Ethics & Lunch

Kim Jeffery P’21: Values-based leadership and building organizational culture

Kim Jeffery talked to students about what it takes to be an ethical leader. When Jeffery became the chairman and CEO of Nestlé Waters North America in 1992, he faced an uphill battle against beverage powerhouses Coke and Pepsi, who at the time were both making a play to take over the bottled water market. However, one year into his transition to CEO, Jeffery had a leadership epiphany—he had inherited a dysfunctional executive team. Their direct reports were defensive about their own functions and showed they were working in their own self-interest, disconnected from their teammates. He found that Nestlé Waters’ previous mission statement was meaningless because the company was not living up to it, and he realized that he had been managing instead of leading. So when considering how David would beat Goliath, he realized a culture overhaul could be the answer.

By 2002, Jeffery had led Nestlé Waters to develop a very strong culture that embraced trust in one another, teamwork, a strong bias for personal accountability, respect for each other, and a very simple belief in the concept of “we versus me,” which Jeffery describes as a group success mentality. He positioned Nestlé Waters as a human assets-based company, and re-centered its culture around a core set of stated aspirations and beliefs. Jeffery worked hard over many years to close the gaps in the company between what people said and what they did, standing by his belief that if a company is really practicing values-based leadership, the gaps should be too small for a gnat to squeeze through. To him, values-based leadership requires lots of communication, introspection, self-awareness, and a high level of emotional intelligence. He impressed upon students that, contrary to criticism, values-based leadership is not soft; it’s actually quite firm, he said, because developing a relationship with an employee that ensures that they are valued allows a leader to give criticism without the risk of their employee taking it personally.

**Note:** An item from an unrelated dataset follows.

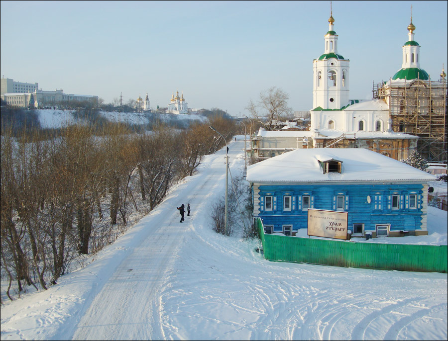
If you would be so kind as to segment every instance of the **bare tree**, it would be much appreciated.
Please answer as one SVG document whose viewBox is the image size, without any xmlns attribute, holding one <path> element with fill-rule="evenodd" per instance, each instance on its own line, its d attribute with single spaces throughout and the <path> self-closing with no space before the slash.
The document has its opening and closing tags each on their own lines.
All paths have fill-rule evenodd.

Jeffery found that it slowly became second nature to follow through and treat people consistently using the company’s aspirations and beliefs framework, regardless of an individual’s position in the company. He contends that this ethics-based culture shift was instrumental to helping Nestlé Waters maintain its place as an industry leader. For students preparing to go into the workplace, he stressed the importance of interviewing and looking for indicators of a company’s culture. Then, once in a leadership position, set even higher standards for yourself and your company.